Quando existem receitas e despesas pertencentes a um exercício anterior, que nele deixaram de ser consideradas por qualquer razão, os competentes ajustes devem ser realizados no exercício em que se evidenciou a omissão.
O Princípio da Competência é aplicado a situações concretas altamente variadas, pois são muito diferenciadas as transações que ocorrem nas entidades, em função dos objetivos destas. Por essa razão é a competência o princípio que tende a suscitar o maior número de dúvidas na atividade profissional dos contabilistas. Cabe, entretanto, sublinhar que tal fato não resulta em posição de supremacia hierárquica em relação aos demais princípios, pois o status de todos é o mesmo, precisamente pela sua condição científica.

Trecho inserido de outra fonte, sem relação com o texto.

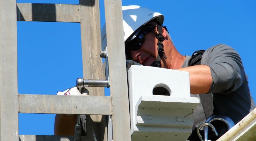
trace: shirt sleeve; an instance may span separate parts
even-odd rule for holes
[[[201,64],[211,68],[213,83],[208,93],[229,93],[239,88],[246,79],[240,56],[227,45],[219,44],[206,50]]]

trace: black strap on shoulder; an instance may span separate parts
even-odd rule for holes
[[[202,57],[205,51],[203,50],[200,50],[195,52],[191,58],[188,60],[188,66],[200,64]],[[213,97],[211,93],[200,94],[199,97],[203,106],[205,118],[207,119],[216,113],[214,111],[216,109],[214,108]]]

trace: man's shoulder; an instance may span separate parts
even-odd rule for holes
[[[213,51],[223,51],[227,49],[232,49],[234,50],[234,49],[231,47],[223,44],[219,44],[214,45],[211,47],[209,48],[205,51],[210,51],[211,52]]]
[[[204,55],[209,57],[212,55],[219,56],[221,54],[224,55],[229,54],[238,54],[234,49],[229,45],[225,44],[218,44],[207,49],[204,53]]]

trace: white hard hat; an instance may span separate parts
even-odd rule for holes
[[[125,41],[139,27],[155,19],[161,25],[163,22],[163,16],[146,7],[137,5],[123,6],[123,18]],[[101,48],[107,46],[106,25],[101,30]]]

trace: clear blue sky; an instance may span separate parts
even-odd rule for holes
[[[161,1],[123,0],[123,5],[147,7],[163,14],[164,24],[184,55],[219,43],[234,48],[241,56],[256,99],[256,1]],[[77,4],[79,0],[17,2]],[[103,2],[100,0],[102,26],[105,21]],[[19,21],[17,25],[19,93],[55,95],[74,86],[76,79],[83,77],[80,24]],[[19,114],[19,134],[53,135],[55,116]]]

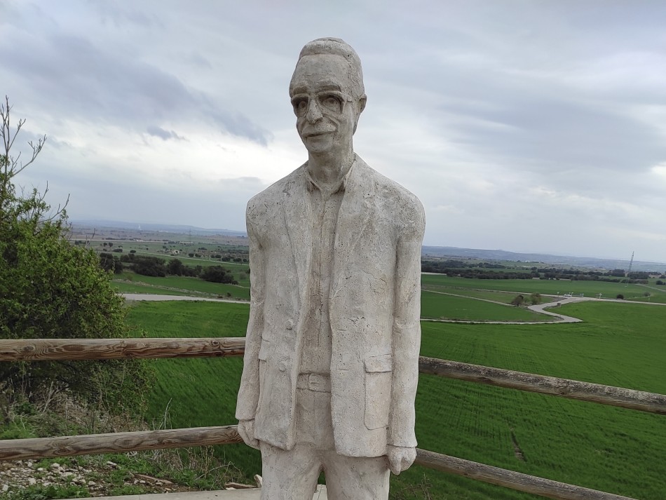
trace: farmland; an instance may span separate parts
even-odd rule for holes
[[[438,290],[442,288],[462,290],[503,290],[515,293],[537,292],[542,295],[574,295],[614,299],[622,295],[627,300],[666,303],[666,288],[638,284],[611,283],[607,281],[573,281],[569,280],[482,280],[455,278],[441,274],[423,274],[421,283],[424,290]],[[447,290],[445,291],[450,291]],[[646,296],[646,293],[649,294]]]
[[[525,288],[548,284],[546,281],[480,281],[480,289],[510,290],[505,299],[518,292],[548,292],[543,288]],[[463,288],[456,278],[440,276],[424,276],[423,284],[424,288],[447,292]],[[632,287],[571,284],[614,285],[623,288],[625,297]],[[597,293],[605,295],[611,290]],[[473,314],[468,311],[474,306]],[[505,311],[529,312],[428,292],[423,294],[423,311],[433,317],[446,311],[447,316],[466,314],[477,320],[496,319]],[[666,334],[662,326],[666,306],[601,302],[566,305],[560,311],[585,322],[423,322],[421,353],[666,393]],[[142,302],[130,309],[130,319],[155,337],[238,337],[244,335],[247,313],[246,304]],[[159,360],[154,365],[159,377],[147,417],[156,426],[165,414],[174,428],[236,422],[240,358]],[[420,378],[416,411],[420,447],[641,500],[662,498],[666,417],[426,375]],[[233,462],[239,479],[260,470],[258,452],[244,445],[219,447],[216,452]],[[394,499],[428,498],[426,492],[429,498],[444,500],[537,498],[419,466],[392,476],[391,481]]]

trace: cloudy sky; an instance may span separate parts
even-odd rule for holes
[[[301,47],[351,43],[355,149],[425,243],[666,262],[666,2],[0,0],[0,93],[46,134],[18,182],[70,219],[243,230],[301,165]]]

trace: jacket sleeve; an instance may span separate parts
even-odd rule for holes
[[[426,217],[415,197],[404,201],[398,228],[392,344],[393,383],[388,444],[413,447],[421,346],[421,246]]]
[[[259,397],[259,351],[264,329],[264,248],[258,234],[252,201],[247,205],[246,225],[250,241],[250,320],[245,336],[243,375],[236,401],[236,417],[252,420],[257,412]]]

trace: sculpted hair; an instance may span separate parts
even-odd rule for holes
[[[306,55],[318,55],[320,54],[332,54],[344,58],[351,69],[350,78],[354,84],[354,88],[352,89],[352,91],[355,93],[354,97],[358,99],[365,93],[361,60],[351,45],[339,38],[318,38],[316,40],[308,42],[301,49],[301,53],[299,54],[299,60],[300,61],[301,58]],[[291,83],[289,86],[290,90],[291,90]]]

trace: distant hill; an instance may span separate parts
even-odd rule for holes
[[[569,255],[550,255],[541,253],[517,253],[501,250],[480,250],[478,248],[458,248],[457,247],[429,247],[421,250],[424,257],[458,257],[463,258],[484,259],[487,260],[510,260],[543,264],[559,264],[577,267],[599,268],[603,269],[629,269],[629,259],[597,259]],[[632,271],[666,271],[666,263],[648,262],[634,260]]]
[[[97,228],[114,228],[117,229],[140,229],[142,231],[156,231],[164,233],[191,234],[193,236],[207,236],[212,234],[221,234],[225,236],[246,236],[244,231],[231,229],[208,229],[196,226],[186,226],[175,224],[149,224],[144,222],[126,222],[117,220],[72,220],[74,226],[85,226]]]

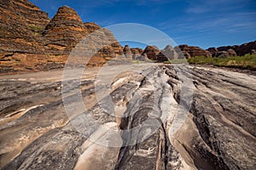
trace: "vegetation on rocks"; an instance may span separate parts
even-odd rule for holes
[[[188,62],[193,65],[213,65],[214,66],[256,70],[256,54],[227,58],[198,56],[188,59]]]

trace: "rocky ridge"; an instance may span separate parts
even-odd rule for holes
[[[0,9],[2,73],[62,68],[76,44],[102,29],[95,23],[84,23],[67,6],[60,8],[52,20],[27,0],[3,1]],[[123,48],[110,31],[101,31],[98,35],[108,37],[112,42],[112,57],[123,54]],[[101,37],[94,38],[101,42]],[[108,54],[104,50],[97,52],[88,65],[102,65],[107,62],[105,55]]]
[[[98,88],[96,68],[79,86],[61,85],[60,71],[2,76],[0,168],[254,169],[254,76],[186,65],[107,67]],[[109,96],[96,96],[106,86]]]

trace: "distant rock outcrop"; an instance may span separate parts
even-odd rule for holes
[[[83,23],[76,11],[61,7],[50,20],[27,0],[5,0],[0,4],[0,73],[62,68],[70,52],[86,36],[109,46],[95,54],[89,65],[101,66],[109,57],[123,54],[112,32],[95,23]],[[107,49],[108,48],[108,49]]]
[[[160,50],[155,46],[147,46],[143,54],[146,54],[151,60],[158,60],[158,54]]]
[[[46,46],[55,54],[68,54],[79,40],[89,34],[79,14],[64,6],[46,26],[43,32]]]
[[[124,48],[124,54],[128,60],[132,60],[132,54],[129,45],[125,45]]]
[[[158,54],[159,62],[168,61],[174,59],[177,59],[177,53],[171,45],[166,45],[166,47]]]
[[[253,54],[253,50],[256,50],[256,41],[250,42],[247,43],[243,43],[241,45],[234,46],[223,46],[219,48],[209,48],[207,49],[209,51],[212,57],[219,55],[218,54],[223,54],[224,51],[229,54],[229,56],[242,56],[247,54]]]
[[[204,50],[199,47],[189,46],[187,44],[179,45],[178,48],[183,53],[184,56],[188,59],[196,56],[207,56],[211,57],[210,52]]]

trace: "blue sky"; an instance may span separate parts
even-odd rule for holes
[[[143,24],[160,30],[177,44],[207,48],[256,40],[255,0],[30,1],[50,18],[59,7],[67,5],[84,22],[102,26]]]

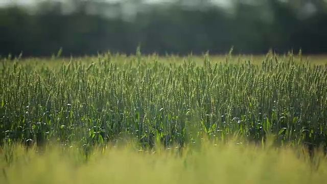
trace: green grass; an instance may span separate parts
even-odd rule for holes
[[[291,150],[327,147],[326,58],[271,53],[162,57],[138,51],[129,56],[3,59],[0,181],[322,181],[324,166],[310,173],[311,165]],[[234,136],[243,140],[238,147],[243,151],[226,146],[235,143]],[[267,136],[273,147],[282,148],[247,146],[267,148]],[[22,148],[13,150],[17,144]],[[121,145],[134,151],[108,153],[108,145]],[[183,151],[177,157],[162,151],[149,160],[137,153],[157,145]],[[188,156],[185,150],[195,153]],[[58,151],[65,153],[63,160]],[[69,169],[76,164],[82,167]],[[20,174],[30,182],[17,179]]]

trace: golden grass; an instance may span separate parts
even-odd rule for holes
[[[75,147],[64,154],[56,148],[41,155],[18,147],[11,166],[3,166],[0,183],[301,184],[327,179],[322,157],[313,170],[294,149],[232,143],[214,146],[207,142],[200,149],[185,149],[181,155],[175,149],[154,152],[137,151],[131,145],[111,147],[92,152],[86,163],[79,160],[82,155]]]

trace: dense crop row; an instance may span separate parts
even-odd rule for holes
[[[259,64],[208,55],[203,64],[191,57],[167,64],[139,53],[124,64],[109,53],[90,65],[72,60],[54,67],[4,60],[1,144],[85,146],[129,137],[142,146],[183,146],[234,133],[325,144],[327,65],[277,56]]]

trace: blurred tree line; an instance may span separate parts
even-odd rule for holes
[[[65,56],[129,54],[138,45],[144,53],[159,54],[225,54],[232,47],[244,54],[327,52],[324,0],[230,0],[227,10],[205,0],[193,0],[193,6],[182,0],[155,5],[69,2],[70,9],[50,1],[33,11],[1,8],[0,55],[51,56],[61,48]]]

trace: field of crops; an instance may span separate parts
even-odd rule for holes
[[[322,183],[326,58],[3,58],[0,182]]]

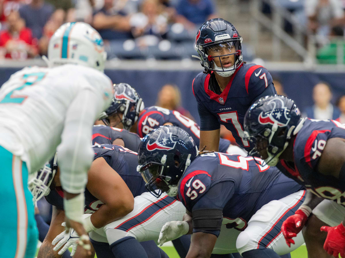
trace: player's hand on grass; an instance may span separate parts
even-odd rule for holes
[[[161,246],[166,242],[174,240],[188,233],[189,226],[185,221],[170,221],[164,224],[160,230],[158,243]]]
[[[286,244],[290,247],[292,244],[295,244],[292,239],[303,228],[308,220],[308,216],[300,209],[298,209],[295,214],[290,216],[283,223],[282,231],[283,232]]]
[[[71,256],[73,256],[74,254],[74,252],[75,252],[75,249],[76,249],[78,245],[80,245],[83,248],[83,249],[85,251],[86,255],[91,255],[91,242],[90,242],[90,238],[89,237],[89,235],[84,228],[82,224],[69,219],[67,217],[65,218],[65,219],[66,222],[64,222],[62,225],[66,227],[66,229],[56,237],[53,241],[52,244],[54,245],[58,241],[61,239],[60,241],[61,242],[61,244],[60,244],[59,242],[58,244],[59,245],[59,247],[57,247],[57,246],[54,248],[54,250],[58,250],[65,243],[67,243],[66,245],[68,245],[68,246],[66,249],[65,249],[66,246],[65,245],[65,246],[64,246],[63,248],[58,253],[59,254],[62,254],[68,247],[73,245],[73,249],[71,254]],[[70,228],[71,228],[72,230],[70,230]],[[63,233],[65,233],[65,234],[62,237],[61,235]],[[68,234],[68,236],[67,236]],[[70,237],[70,236],[71,237]],[[76,236],[77,236],[78,238],[75,237]],[[79,236],[81,236],[79,237]],[[59,236],[60,236],[59,239],[57,239]],[[76,244],[76,246],[75,244]],[[64,249],[64,250],[62,251],[62,250]]]
[[[336,227],[323,226],[320,230],[327,232],[324,249],[328,254],[335,257],[340,255],[345,257],[345,227],[342,223]]]

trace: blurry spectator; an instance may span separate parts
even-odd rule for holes
[[[201,26],[208,20],[217,18],[212,0],[180,0],[176,9],[176,21],[188,30]]]
[[[65,11],[59,9],[51,15],[50,19],[43,28],[43,35],[38,42],[40,54],[46,55],[48,51],[48,45],[50,37],[55,31],[63,23]]]
[[[75,19],[77,21],[91,24],[92,10],[95,8],[94,0],[78,0],[76,3]]]
[[[27,0],[0,0],[0,21],[5,21],[12,11],[18,11],[21,4],[27,3]]]
[[[63,12],[60,13],[66,22],[75,21],[74,6],[72,0],[45,0],[45,2],[53,6],[56,10],[63,10]]]
[[[313,89],[314,105],[306,109],[306,116],[315,119],[336,119],[340,115],[340,110],[331,103],[332,92],[331,86],[325,82],[320,82]]]
[[[279,80],[274,78],[273,84],[274,85],[274,87],[276,88],[277,94],[278,95],[282,95],[283,96],[287,96],[287,95],[284,92],[284,89]]]
[[[38,39],[42,36],[43,27],[53,11],[54,7],[43,0],[32,0],[31,3],[19,8],[21,17],[31,29],[33,37]]]
[[[337,53],[338,47],[343,48],[342,63],[345,63],[345,41],[344,38],[344,29],[341,26],[335,26],[332,28],[329,34],[329,43],[317,51],[316,58],[320,64],[335,64],[338,63]]]
[[[344,24],[344,11],[341,0],[307,0],[305,12],[308,28],[313,33],[326,36],[329,26]]]
[[[345,95],[343,95],[337,100],[337,106],[340,110],[340,116],[336,119],[342,123],[345,123]]]
[[[156,45],[162,38],[162,35],[166,32],[167,21],[162,14],[163,7],[158,0],[144,0],[141,7],[141,12],[133,14],[131,18],[132,33],[134,37],[151,35],[155,38],[151,40],[151,37],[142,38],[139,45]],[[154,42],[153,44],[150,44],[150,41]]]
[[[93,16],[92,24],[103,40],[123,39],[132,37],[129,20],[116,10],[113,0],[104,0],[103,8]]]
[[[176,110],[181,114],[195,121],[190,113],[181,105],[181,92],[176,85],[166,84],[157,95],[156,106],[170,110]]]
[[[4,48],[5,57],[23,60],[36,55],[37,39],[33,37],[31,30],[25,27],[18,12],[11,12],[7,22],[8,29],[0,33],[0,46]]]

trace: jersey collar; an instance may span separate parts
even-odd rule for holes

4.1.1. Comentários Sobre As Despesas
As despesas, na maioria das vezes, representam consumpção de ativos, que tanto podem ter sido pagos em períodos passados, no próprio período, ou ainda vir a ser pagos no futuro. De outra parte, não é necessário que o desaparecimento do ativo seja integral, pois muitas vezes a consumpção é somente parcial, como no caso das depreciações ou nas perdas de parte do valor de um componente patrimonial do ativo, por aplicação do Princípio da Prudência à prática, de que nenhum ativo pode permanecer avaliado por valor superior ao de sua recuperação por alienação ou utilização nas operações em caráter corrente. Mas a despesa também pode decorrer do surgimento de uma exigibilidade sem a concomitante geração de um bem ou de um direito, como acontece, por exemplo, nos juros moratórios e nas multas de qualquer natureza.
Os procedimentos para assegurar que os ativos não estejam registrados contabilmente por valor superior àquele passível de ser recuperado constam no Pronunciamento Técnico nº 1/07, do Comitê de Pronunciamentos Contábeis
.Entre as despesas do tipo em referência, localizam-se também as que se contrapõem à determinada receita, como é o caso dos custos diretos com vendas, nos quais se incluem comissões, impostos e taxas e até royalties. A aplicação correta da competência exige mesmo que se provisionem, com base em fundamentação estatística, certas despesas por ocorrer, indiscutivelmente ligadas à venda em análise, como as despesas futuras com garantias assumidas em relação a produtos.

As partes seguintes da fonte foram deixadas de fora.